Well, watch the clip above. I’m not sure how many of these things were accurate, but it’s a great story.
Cole Field House
A listener asked Gary whether he’d have preferred to stay in Cole Field House instead of moving to Comcast Center.
“If I had one game to play, to win, I’d play it in Cole Field House,” Williams said. “They could have re-did Cole, but it would have cost very close to a new place like Comcast. And for the future of the school, for the athletic department, it was the right move to go to Comcast.”
Recruiting Kevin Durant
Czaban asked Williams for a quick review of Maryland’s chance of landing several high-profile local kids who went elsewhere, starting with Durant.
“Not close, to be honest,” Williams said. “He was in Comcast Center shooting when he was in 9th grade, so we knew him. He’s not physical now, but back then he was really skinny. You knew if he just matured a little bit, he was gonna be great, because he had skills....He was gonna be great. We tried.”
“Beasley was interesting. There was a whole process there where he went to Kansas State. The thing when you look at that, I understand a guy going away from home to go to school, you just want to get out of the area, but not to see a campus before you decide to go there...”

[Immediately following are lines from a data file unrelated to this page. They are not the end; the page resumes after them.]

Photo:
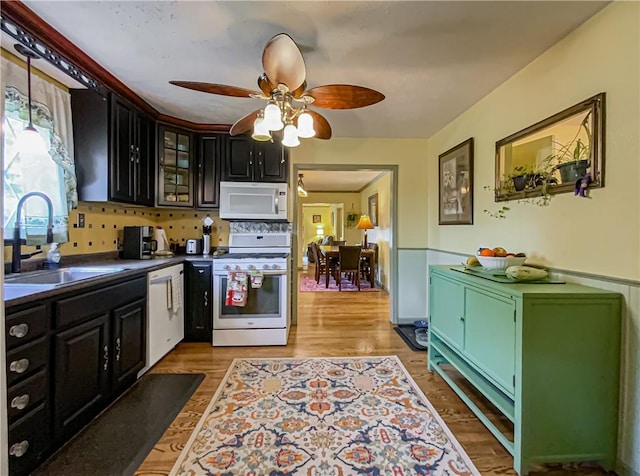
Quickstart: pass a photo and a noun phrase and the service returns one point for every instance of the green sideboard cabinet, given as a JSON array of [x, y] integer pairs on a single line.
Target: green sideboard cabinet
[[546, 355]]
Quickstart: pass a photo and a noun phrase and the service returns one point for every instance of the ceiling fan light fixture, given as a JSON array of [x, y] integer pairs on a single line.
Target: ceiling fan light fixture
[[260, 130], [290, 137], [272, 117], [305, 126]]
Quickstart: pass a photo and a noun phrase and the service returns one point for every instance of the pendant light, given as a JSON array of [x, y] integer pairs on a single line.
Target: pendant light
[[301, 191], [29, 142]]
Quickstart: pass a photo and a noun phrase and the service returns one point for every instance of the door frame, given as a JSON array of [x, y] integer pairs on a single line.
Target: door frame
[[393, 248]]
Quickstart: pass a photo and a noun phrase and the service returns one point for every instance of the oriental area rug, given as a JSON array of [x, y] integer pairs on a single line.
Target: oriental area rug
[[321, 416]]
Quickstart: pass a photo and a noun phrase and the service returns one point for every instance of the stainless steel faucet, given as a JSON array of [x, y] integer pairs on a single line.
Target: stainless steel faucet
[[16, 256]]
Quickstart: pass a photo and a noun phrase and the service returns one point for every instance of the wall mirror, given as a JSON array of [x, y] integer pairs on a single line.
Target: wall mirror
[[555, 155]]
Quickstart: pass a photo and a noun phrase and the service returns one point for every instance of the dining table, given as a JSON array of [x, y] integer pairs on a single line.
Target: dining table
[[333, 252]]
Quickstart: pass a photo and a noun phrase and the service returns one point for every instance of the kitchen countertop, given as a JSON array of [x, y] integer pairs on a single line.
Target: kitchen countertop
[[16, 295]]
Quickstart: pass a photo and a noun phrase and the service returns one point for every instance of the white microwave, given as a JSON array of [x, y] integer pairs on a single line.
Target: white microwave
[[253, 201]]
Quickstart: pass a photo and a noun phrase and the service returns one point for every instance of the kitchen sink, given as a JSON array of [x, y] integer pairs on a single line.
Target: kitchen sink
[[58, 277]]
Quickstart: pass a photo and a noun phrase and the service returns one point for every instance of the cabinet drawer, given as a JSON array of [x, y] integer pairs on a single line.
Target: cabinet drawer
[[26, 395], [86, 305], [26, 360], [28, 441], [26, 325]]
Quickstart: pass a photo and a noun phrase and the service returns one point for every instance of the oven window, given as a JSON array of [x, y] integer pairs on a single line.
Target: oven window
[[261, 302]]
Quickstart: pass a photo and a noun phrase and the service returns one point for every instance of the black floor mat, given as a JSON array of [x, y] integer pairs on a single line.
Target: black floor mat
[[119, 439], [408, 334]]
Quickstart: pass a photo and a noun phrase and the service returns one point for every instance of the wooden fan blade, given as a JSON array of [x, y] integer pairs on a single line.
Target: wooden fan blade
[[320, 125], [343, 96], [265, 85], [212, 88], [244, 124], [297, 93], [283, 63]]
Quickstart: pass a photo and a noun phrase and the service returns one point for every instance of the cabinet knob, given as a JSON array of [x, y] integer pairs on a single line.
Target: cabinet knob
[[105, 365], [118, 349], [19, 366], [19, 330], [19, 449], [20, 402]]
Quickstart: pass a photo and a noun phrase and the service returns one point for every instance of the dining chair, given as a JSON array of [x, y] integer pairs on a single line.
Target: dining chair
[[321, 262], [349, 262]]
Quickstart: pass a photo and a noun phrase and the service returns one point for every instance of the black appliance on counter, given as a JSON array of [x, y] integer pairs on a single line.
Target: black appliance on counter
[[138, 242]]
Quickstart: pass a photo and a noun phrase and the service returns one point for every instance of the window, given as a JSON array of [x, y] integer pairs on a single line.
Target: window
[[51, 173]]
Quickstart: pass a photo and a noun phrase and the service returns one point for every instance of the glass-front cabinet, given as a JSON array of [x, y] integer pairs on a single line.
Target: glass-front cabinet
[[175, 170]]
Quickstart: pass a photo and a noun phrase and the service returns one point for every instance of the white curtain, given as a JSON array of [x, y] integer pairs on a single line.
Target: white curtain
[[54, 173]]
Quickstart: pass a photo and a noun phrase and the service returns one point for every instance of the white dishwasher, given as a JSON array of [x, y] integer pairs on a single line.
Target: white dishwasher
[[165, 312]]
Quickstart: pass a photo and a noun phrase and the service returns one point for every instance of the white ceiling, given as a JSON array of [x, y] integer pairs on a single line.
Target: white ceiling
[[432, 60], [338, 181]]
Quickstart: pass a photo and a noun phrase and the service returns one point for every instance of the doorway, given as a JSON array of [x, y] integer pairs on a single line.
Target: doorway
[[385, 231]]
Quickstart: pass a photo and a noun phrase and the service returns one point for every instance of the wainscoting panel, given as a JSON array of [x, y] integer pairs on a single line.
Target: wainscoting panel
[[412, 285]]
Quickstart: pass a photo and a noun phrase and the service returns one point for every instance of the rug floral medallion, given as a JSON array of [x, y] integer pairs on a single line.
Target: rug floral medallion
[[321, 417]]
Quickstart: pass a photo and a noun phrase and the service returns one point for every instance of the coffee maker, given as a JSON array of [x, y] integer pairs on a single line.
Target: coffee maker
[[138, 242]]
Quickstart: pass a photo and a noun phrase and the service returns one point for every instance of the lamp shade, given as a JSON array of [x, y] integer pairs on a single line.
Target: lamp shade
[[365, 223]]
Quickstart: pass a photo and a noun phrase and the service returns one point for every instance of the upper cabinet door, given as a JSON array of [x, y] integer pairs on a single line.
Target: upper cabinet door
[[145, 161], [271, 164], [239, 160], [209, 161], [175, 168], [122, 151]]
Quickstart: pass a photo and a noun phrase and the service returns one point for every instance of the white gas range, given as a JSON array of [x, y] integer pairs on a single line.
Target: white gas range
[[251, 289]]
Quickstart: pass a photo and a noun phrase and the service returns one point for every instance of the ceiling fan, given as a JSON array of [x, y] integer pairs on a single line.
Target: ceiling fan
[[283, 84]]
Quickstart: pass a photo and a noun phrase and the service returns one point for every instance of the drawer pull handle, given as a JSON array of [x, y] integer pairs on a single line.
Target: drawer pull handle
[[19, 366], [19, 330], [19, 449], [20, 402], [118, 349], [105, 366]]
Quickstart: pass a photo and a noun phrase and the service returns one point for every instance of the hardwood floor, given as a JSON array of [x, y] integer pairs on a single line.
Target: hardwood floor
[[333, 324]]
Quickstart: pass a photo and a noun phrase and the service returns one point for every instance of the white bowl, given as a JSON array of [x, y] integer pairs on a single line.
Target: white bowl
[[496, 262]]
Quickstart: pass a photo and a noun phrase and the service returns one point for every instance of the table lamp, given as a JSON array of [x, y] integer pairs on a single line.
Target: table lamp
[[365, 224]]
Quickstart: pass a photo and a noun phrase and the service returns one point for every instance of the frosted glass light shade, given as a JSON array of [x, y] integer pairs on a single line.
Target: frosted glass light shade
[[305, 126], [272, 117], [260, 130], [290, 138], [30, 142]]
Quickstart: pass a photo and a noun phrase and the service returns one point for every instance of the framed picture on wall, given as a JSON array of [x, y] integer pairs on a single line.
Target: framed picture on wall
[[455, 191], [373, 209]]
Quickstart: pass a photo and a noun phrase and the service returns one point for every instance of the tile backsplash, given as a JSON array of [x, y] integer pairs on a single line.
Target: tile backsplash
[[103, 220]]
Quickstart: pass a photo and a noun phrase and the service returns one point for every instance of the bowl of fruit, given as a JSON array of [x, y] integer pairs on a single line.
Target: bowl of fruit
[[499, 259]]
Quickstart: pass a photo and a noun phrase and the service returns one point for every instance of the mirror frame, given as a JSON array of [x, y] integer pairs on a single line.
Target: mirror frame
[[596, 106]]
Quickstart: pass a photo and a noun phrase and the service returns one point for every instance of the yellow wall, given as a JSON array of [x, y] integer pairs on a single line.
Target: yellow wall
[[381, 234], [599, 235], [412, 174]]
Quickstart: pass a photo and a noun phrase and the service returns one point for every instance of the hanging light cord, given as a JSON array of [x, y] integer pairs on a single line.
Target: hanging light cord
[[29, 88]]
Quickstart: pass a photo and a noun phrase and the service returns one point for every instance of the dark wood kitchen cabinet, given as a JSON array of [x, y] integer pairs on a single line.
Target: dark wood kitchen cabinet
[[28, 396], [175, 167], [247, 160], [198, 321], [114, 149], [100, 341], [210, 149], [68, 357]]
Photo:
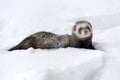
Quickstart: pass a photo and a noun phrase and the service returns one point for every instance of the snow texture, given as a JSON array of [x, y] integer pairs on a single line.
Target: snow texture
[[19, 19]]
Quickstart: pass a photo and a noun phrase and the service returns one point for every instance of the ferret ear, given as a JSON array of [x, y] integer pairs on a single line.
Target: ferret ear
[[74, 28], [90, 24]]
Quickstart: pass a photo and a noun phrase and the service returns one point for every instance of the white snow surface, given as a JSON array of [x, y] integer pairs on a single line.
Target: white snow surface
[[19, 19]]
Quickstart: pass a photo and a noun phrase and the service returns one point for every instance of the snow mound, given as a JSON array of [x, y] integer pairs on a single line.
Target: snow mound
[[58, 64]]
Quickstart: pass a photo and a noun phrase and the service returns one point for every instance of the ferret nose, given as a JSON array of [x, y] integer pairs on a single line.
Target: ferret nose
[[86, 31]]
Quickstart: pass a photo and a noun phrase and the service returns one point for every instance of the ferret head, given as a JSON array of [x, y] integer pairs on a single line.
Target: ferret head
[[82, 29]]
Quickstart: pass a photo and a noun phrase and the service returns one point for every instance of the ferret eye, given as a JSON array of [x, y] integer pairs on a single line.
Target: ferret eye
[[88, 28], [80, 29]]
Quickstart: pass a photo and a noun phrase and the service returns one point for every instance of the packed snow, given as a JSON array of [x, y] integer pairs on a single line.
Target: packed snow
[[19, 19]]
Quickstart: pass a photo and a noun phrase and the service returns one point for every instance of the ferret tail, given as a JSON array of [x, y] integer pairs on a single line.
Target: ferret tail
[[14, 48]]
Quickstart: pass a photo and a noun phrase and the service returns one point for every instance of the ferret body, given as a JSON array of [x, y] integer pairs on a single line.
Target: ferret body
[[81, 38]]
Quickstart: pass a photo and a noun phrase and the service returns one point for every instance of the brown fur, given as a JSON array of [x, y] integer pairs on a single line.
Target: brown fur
[[48, 40]]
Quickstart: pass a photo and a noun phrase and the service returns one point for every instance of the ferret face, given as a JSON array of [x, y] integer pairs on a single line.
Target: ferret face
[[82, 29]]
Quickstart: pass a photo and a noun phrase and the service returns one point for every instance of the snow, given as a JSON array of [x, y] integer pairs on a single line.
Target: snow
[[19, 19]]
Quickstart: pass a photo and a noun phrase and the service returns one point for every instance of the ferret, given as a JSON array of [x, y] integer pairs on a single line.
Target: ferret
[[82, 35], [81, 38]]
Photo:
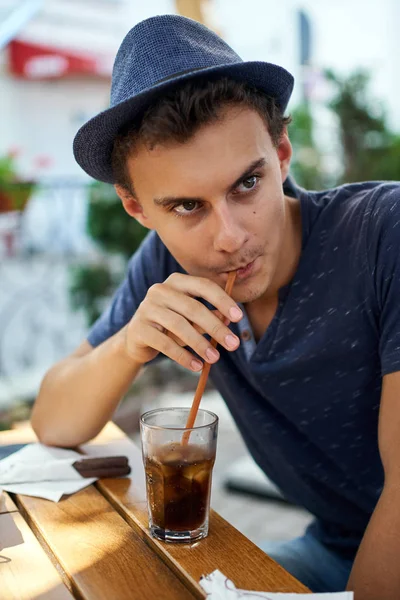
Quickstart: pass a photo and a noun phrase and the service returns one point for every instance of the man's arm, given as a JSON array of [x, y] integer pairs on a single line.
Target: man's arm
[[80, 393], [376, 572]]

“Carmelo we recruited. I was in Towson Catholic’s office with Mike Daniels the coach and Carmelo, when Carmelo was 15 years old, and he told me how much he wanted to go to the University of Maryland. So we recruited him. The next year he left Towson Catholic, went to Oak Hill Academy and decided to go to Syracuse.”
“We got him. No, Tamir had a great story. It was a story that everybody wanted to happen. It was one of those things, wouldn’t it be nice if....But then he played in the summer time, and he just wasn’t that good. He wasn’t a 5-star. And every kid he played against in the summer time — where’s Jewish Jordan, let me have a piece of him.”
Czaban asked Williams how he’d have handled the off-the-backboard dunk JaVale McGee broke out last week.
“Take him out of the game,” Gary said. “Right away. Just take him out. The sub would be up there. As he threw the ball on the glass, if I was good, I’d have the sub moving by then. Even before the dunk.
“I’d tell him that you have to learn to respect the game. The game is played a certain way by the great teams, the great players that ever played the game, and that’s current, and that’s going way back. And you have to be like that if you expect to be a great player or a great team.”